A couple of people figured me out and pressured me to come clean...and frankly, I can deny with a straight face briefly but I am terrible at maintaining my innocence under sustained pressure.  Still, while they did smirk and shake their heads, none of my new accessories after the fact told on me.  I began to keep my eye on the capsule machines, looking for the next new character I could introduce to the drama.

Then.

This morning, as I grudgingly struggled to wake up for work, I reached for my phone and discovered that as I slept, someone in Las Vegas leaned out a hotel window and showered a crowd with bullets, killing dozens and injuring hundreds.  I sat in stunned silence on the edge of my bed, unable to wrap my head around it.  Honestly, the clearest thought I had about it this morning was "Wow...I just realized it's actually been longer than usual since the last time I read about a mass shooting."  I felt a mixture of shock and horror as I realized that part of me felt like I was just returning from a break from the usual.  (No, I'm not going to get into the politics of it right now...anyway, there are plenty out there doing that for me already).

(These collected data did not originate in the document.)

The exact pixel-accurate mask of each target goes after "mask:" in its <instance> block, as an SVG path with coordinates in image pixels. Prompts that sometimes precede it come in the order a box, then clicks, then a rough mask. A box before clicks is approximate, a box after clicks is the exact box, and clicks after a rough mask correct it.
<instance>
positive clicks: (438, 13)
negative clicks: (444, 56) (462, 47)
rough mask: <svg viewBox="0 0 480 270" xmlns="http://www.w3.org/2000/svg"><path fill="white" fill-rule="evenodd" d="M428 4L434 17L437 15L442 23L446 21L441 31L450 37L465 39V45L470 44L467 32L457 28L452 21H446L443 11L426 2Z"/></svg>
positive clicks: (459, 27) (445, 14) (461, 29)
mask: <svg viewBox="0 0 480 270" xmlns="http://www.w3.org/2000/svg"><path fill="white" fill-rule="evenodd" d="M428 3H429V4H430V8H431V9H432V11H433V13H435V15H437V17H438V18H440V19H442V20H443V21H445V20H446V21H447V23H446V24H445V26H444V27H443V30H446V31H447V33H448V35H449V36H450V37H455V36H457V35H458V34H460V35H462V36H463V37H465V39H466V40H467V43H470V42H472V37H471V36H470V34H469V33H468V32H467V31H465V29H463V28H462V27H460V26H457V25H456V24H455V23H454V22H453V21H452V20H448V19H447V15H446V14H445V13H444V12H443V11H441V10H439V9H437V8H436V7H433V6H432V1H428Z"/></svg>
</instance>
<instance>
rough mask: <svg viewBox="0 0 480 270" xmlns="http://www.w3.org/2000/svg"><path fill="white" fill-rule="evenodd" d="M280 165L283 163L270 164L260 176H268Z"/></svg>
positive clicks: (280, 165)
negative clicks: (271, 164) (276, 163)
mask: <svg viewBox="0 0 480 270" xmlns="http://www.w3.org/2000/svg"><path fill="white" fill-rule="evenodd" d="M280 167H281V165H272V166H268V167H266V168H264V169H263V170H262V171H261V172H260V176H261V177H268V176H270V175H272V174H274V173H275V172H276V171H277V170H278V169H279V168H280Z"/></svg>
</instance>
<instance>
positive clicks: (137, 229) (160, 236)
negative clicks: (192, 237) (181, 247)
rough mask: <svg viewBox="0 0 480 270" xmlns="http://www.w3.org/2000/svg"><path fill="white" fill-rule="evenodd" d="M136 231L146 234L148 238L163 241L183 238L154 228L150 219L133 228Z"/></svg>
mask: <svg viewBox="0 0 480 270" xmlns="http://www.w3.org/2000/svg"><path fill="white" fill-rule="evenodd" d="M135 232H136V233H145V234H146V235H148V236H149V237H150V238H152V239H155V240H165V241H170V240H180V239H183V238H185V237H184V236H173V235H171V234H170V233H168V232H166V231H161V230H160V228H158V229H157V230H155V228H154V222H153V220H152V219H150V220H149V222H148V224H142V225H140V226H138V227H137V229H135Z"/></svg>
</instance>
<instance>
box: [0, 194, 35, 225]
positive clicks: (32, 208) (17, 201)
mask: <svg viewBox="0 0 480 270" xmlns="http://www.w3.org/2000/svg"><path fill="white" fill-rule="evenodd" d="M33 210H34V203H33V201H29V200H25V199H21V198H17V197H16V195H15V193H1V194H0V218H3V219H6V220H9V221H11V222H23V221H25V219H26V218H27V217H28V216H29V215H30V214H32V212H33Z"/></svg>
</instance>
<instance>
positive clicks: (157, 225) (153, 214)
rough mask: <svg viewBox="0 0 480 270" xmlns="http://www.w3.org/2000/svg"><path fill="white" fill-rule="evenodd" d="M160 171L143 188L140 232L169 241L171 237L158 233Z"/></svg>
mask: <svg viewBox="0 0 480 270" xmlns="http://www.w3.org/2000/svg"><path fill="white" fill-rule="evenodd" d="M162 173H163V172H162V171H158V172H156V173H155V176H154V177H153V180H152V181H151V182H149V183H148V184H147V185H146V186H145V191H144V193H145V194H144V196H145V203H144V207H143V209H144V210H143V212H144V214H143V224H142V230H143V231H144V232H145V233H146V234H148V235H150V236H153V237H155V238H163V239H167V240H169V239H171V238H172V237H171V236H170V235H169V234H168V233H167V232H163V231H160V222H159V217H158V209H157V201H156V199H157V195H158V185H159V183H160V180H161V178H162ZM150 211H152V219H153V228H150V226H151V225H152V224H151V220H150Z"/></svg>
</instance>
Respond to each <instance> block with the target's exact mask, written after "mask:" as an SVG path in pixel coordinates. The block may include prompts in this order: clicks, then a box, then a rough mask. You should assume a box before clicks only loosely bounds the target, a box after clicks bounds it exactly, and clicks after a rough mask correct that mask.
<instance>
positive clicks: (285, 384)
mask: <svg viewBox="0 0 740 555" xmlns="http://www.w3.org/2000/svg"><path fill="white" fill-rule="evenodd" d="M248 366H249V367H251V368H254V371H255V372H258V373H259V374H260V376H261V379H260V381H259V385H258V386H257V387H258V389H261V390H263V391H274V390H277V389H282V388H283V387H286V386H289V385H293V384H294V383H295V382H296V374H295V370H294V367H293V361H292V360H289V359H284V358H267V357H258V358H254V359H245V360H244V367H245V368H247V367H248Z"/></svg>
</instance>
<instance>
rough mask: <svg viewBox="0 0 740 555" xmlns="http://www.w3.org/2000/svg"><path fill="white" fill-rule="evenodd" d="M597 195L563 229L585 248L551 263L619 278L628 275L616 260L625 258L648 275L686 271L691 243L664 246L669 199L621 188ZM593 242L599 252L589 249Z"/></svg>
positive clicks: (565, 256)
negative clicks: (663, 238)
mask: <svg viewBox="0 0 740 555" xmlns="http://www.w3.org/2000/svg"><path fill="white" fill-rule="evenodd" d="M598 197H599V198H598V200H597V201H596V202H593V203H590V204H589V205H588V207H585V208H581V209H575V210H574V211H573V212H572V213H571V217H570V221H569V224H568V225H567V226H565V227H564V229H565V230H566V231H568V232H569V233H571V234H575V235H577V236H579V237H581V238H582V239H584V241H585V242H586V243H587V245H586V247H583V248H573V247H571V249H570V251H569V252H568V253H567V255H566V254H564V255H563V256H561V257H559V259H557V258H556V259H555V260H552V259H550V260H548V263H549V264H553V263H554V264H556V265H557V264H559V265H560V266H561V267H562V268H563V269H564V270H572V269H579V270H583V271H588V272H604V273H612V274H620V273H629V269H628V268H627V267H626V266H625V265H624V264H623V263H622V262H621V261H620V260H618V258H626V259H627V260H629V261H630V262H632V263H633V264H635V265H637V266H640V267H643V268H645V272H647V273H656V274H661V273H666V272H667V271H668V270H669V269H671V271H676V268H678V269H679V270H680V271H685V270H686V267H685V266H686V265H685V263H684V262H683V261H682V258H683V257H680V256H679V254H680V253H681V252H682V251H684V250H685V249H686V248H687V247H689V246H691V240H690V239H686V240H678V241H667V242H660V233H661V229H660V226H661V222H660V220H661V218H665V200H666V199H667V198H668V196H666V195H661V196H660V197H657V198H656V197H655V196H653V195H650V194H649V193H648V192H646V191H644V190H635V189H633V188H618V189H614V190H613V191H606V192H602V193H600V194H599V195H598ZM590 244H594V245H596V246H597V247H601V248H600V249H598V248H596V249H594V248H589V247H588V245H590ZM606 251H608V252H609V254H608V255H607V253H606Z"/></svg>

But my thoughts kept returning to it all day today...I would try to focus, to concentrate on getting my work done...and eventually I would open a tab and check the updates again.  Only to find that there was still no reason why, no more compelling information on the situation, only a growing estimate of the body count.  On some level I felt like sobbing, but on another level I felt weirdly numb.  And through it all, I kept refreshing, and refreshing, and despairing.

"You're the one, aren't you?"  I looked up to see my coworker Deepika was peering over the cubicle wall at me.  I knew instantly what she meant, but I sure wasn't going to fess up now.

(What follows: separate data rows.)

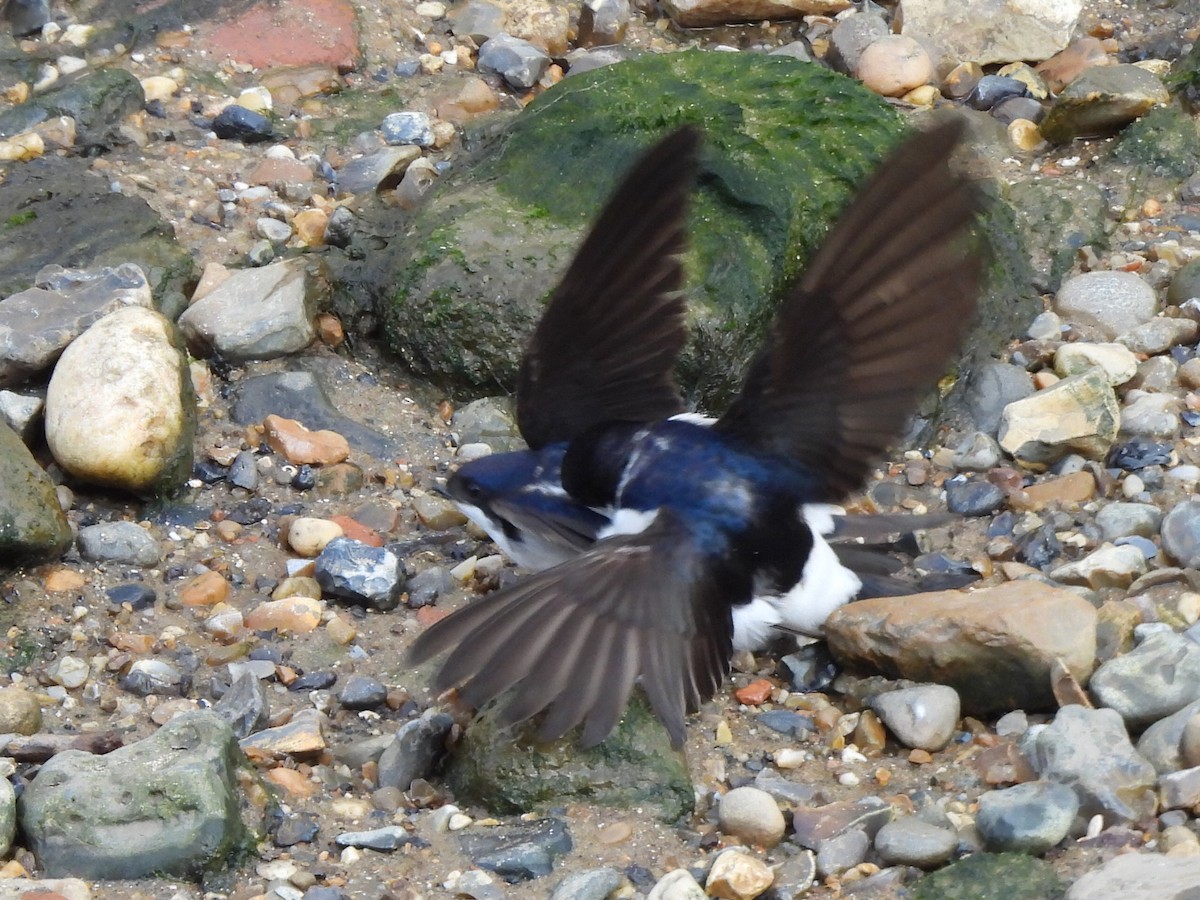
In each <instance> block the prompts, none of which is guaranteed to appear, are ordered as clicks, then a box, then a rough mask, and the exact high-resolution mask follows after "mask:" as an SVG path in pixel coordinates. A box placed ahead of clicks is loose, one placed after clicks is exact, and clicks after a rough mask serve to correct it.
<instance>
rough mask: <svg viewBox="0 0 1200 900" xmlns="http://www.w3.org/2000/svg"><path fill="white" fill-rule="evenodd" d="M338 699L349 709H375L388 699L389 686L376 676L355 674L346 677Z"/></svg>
mask: <svg viewBox="0 0 1200 900" xmlns="http://www.w3.org/2000/svg"><path fill="white" fill-rule="evenodd" d="M337 700H338V702H340V703H341V704H342V706H343V707H346V708H347V709H374V708H376V707H380V706H383V704H384V703H385V702H386V701H388V688H386V685H384V684H383V683H380V682H378V680H376V679H374V678H367V677H366V676H358V674H355V676H350V677H349V678H347V679H346V684H343V685H342V691H341V694H338V695H337Z"/></svg>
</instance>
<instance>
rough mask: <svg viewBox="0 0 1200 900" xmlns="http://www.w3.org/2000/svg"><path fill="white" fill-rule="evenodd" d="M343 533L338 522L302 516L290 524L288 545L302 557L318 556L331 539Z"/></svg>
mask: <svg viewBox="0 0 1200 900" xmlns="http://www.w3.org/2000/svg"><path fill="white" fill-rule="evenodd" d="M343 535H344V532H343V530H342V527H341V526H340V524H338V523H337V522H331V521H330V520H328V518H312V517H311V516H301V517H300V518H296V520H293V521H292V523H290V524H289V526H288V546H289V547H292V550H294V551H295V552H296V553H299V554H300V556H302V557H308V558H316V557H318V556H320V552H322V551H323V550H324V548H325V547H326V546H329V542H330V541H331V540H334V539H335V538H341V536H343Z"/></svg>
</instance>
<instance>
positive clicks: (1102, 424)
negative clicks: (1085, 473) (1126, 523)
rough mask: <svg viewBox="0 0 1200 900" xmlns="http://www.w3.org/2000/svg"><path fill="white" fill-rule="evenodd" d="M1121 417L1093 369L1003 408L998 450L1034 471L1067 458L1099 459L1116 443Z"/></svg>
mask: <svg viewBox="0 0 1200 900" xmlns="http://www.w3.org/2000/svg"><path fill="white" fill-rule="evenodd" d="M1120 416H1121V410H1120V407H1118V406H1117V397H1116V394H1114V392H1112V386H1111V385H1110V384H1109V378H1108V376H1106V374H1105V372H1104V370H1103V368H1100V367H1099V366H1097V367H1094V368H1091V370H1088V371H1087V372H1084V373H1082V374H1078V376H1072V377H1070V378H1063V379H1062V380H1061V382H1058V383H1057V384H1054V385H1051V386H1050V388H1046V389H1045V390H1042V391H1038V392H1037V394H1033V395H1032V396H1028V397H1026V398H1025V400H1018V401H1016V402H1015V403H1009V404H1008V406H1007V407H1004V413H1003V415H1001V419H1000V434H998V439H1000V445H1001V446H1002V448H1003V449H1004V450H1006V451H1007V452H1009V454H1012V456H1013V458H1015V460H1016V461H1018V462H1019V463H1021V464H1022V466H1025V467H1027V468H1031V469H1033V470H1038V472H1039V470H1043V469H1045V468H1046V467H1048V466H1050V464H1051V463H1054V462H1056V461H1057V460H1061V458H1062V457H1063V456H1067V455H1068V454H1080V455H1082V456H1086V457H1088V458H1091V460H1103V458H1104V456H1105V455H1106V454H1108V451H1109V449H1110V448H1111V446H1112V442H1115V440H1116V437H1117V430H1118V427H1120V421H1121V418H1120Z"/></svg>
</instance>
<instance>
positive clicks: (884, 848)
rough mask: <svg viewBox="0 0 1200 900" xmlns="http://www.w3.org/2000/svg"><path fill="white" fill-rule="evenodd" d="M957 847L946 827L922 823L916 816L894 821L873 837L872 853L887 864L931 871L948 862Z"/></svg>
mask: <svg viewBox="0 0 1200 900" xmlns="http://www.w3.org/2000/svg"><path fill="white" fill-rule="evenodd" d="M958 846H959V836H958V834H955V833H954V830H953V829H949V828H938V827H937V826H934V824H930V823H929V822H924V821H922V820H919V818H917V817H916V816H905V817H904V818H896V820H893V821H892V822H888V823H887V824H886V826H883V827H882V828H881V829H880V832H878V834H876V835H875V851H876V852H877V853H878V854H880V857H881V858H882V859H883V862H884V863H887V864H888V865H916V866H917V868H918V869H934V868H936V866H938V865H942V864H943V863H946V862H948V860H949V858H950V857H952V856H953V854H954V850H955V848H956V847H958Z"/></svg>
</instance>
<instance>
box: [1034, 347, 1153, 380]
mask: <svg viewBox="0 0 1200 900" xmlns="http://www.w3.org/2000/svg"><path fill="white" fill-rule="evenodd" d="M1092 366H1099V367H1100V368H1103V370H1104V374H1105V376H1106V377H1108V379H1109V384H1111V385H1112V386H1114V388H1115V386H1117V385H1118V384H1124V383H1126V382H1128V380H1129V379H1130V378H1133V377H1134V376H1135V374H1138V358H1136V356H1135V355H1134V350H1132V349H1130V348H1128V347H1126V346H1124V344H1123V343H1087V342H1084V341H1078V342H1073V343H1064V344H1063V346H1062V347H1060V348H1058V349H1057V350H1056V352H1055V354H1054V371H1055V372H1056V373H1057V374H1058V376H1061V377H1062V378H1069V377H1070V376H1073V374H1082V373H1084V372H1086V371H1087V370H1088V368H1091V367H1092Z"/></svg>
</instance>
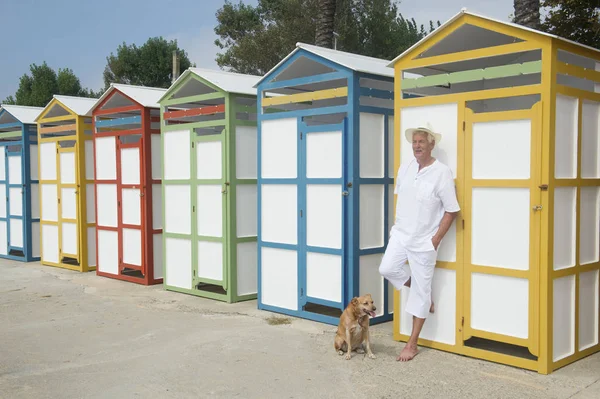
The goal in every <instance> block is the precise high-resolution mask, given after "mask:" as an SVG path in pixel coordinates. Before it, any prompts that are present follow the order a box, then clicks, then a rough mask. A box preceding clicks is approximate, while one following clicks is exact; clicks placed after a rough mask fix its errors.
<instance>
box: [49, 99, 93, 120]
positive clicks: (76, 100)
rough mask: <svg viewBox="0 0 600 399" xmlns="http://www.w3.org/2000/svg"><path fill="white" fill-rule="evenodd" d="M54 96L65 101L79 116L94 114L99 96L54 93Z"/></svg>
mask: <svg viewBox="0 0 600 399" xmlns="http://www.w3.org/2000/svg"><path fill="white" fill-rule="evenodd" d="M54 98H56V99H57V100H58V101H60V102H61V103H63V104H64V105H65V107H67V108H69V109H70V110H71V111H73V112H74V113H75V114H76V115H78V116H92V113H91V110H92V107H93V106H94V105H96V102H97V101H98V99H97V98H87V97H73V96H61V95H54Z"/></svg>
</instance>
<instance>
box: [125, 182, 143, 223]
mask: <svg viewBox="0 0 600 399" xmlns="http://www.w3.org/2000/svg"><path fill="white" fill-rule="evenodd" d="M121 198H122V203H121V206H122V215H123V217H122V219H123V224H131V225H135V226H140V225H141V223H142V204H141V199H142V198H141V197H140V190H139V189H137V188H124V189H122V191H121Z"/></svg>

"Well yeah, of course I'm the one," I replied.  "I'm the coolest.  I'm *always* the one."

"I mean, you're the one who's doing it.  I think you know, yes?"  Deepika has an odd way of coming across as both joking and yet intimidatingly compelling.

"Well, I mean...I'd have to know what 'it' was before I could say, I don't know what you mean..." I was faltering fast, and I knew it.

She looked even closer at me.  "So is it you who is leaving these things on Anjali's desk?"  I could feel my face cracking and knew the ruse was up even as I said "...no...."  Yeah.  It was over.

The next half an hour was hilarious.  Anjali came over to call me out.  She gently scolded me over denying it that first week and throwing her off track.  Those of my coworkers who had been 'in the know' looked over cubicles and said 'Dude, you confessed?!' There was a lot of chatter and a lot of laughter.  Then shortly after I got back to work, Anjali stopped by and put something on MY desk.  A candy bar.  As a 'thank you', she said shyly.

"For the record," I felt compelled to say, "I wasn't really trying to drive you crazy, I just liked seeing you get into the mystery and smile every day."

"Well, I am smiling now," she replied.

I held up the candy bar.  "And now I'm smiling over this."

I took a few bites of the candy bar, and looked again at the news.  And I teared up a bit.  Then even though it was still about ten minutes until I was supposed to go home, I re-wrapped the candy bar and stored it in my desk, packed up my stuff, and headed for the door.  Because today, I just couldn't even anymore.

Now, I know that telling a story about a mild, silly office prank may seem really out of place today.  But my social media feed is already filled with plenty of other people talking about this tragedy, and there is nothing I really have to offer to add to their outrage.  What I can offer, however, is a brief moment of humanity in an office filled with everyday people of quite varied races, religions, and backgrounds, that can hopefully make someone else smile for a moment today.

Some days, I see evil in the world that makes me despair for humankind.

And some days - sometimes the same days - I see reminders that MOST of the people around me are kind and funny and good, just trying to live a normal life and maybe make the world around them a little more pleasant.  And I'm really glad that they outnumber the bad.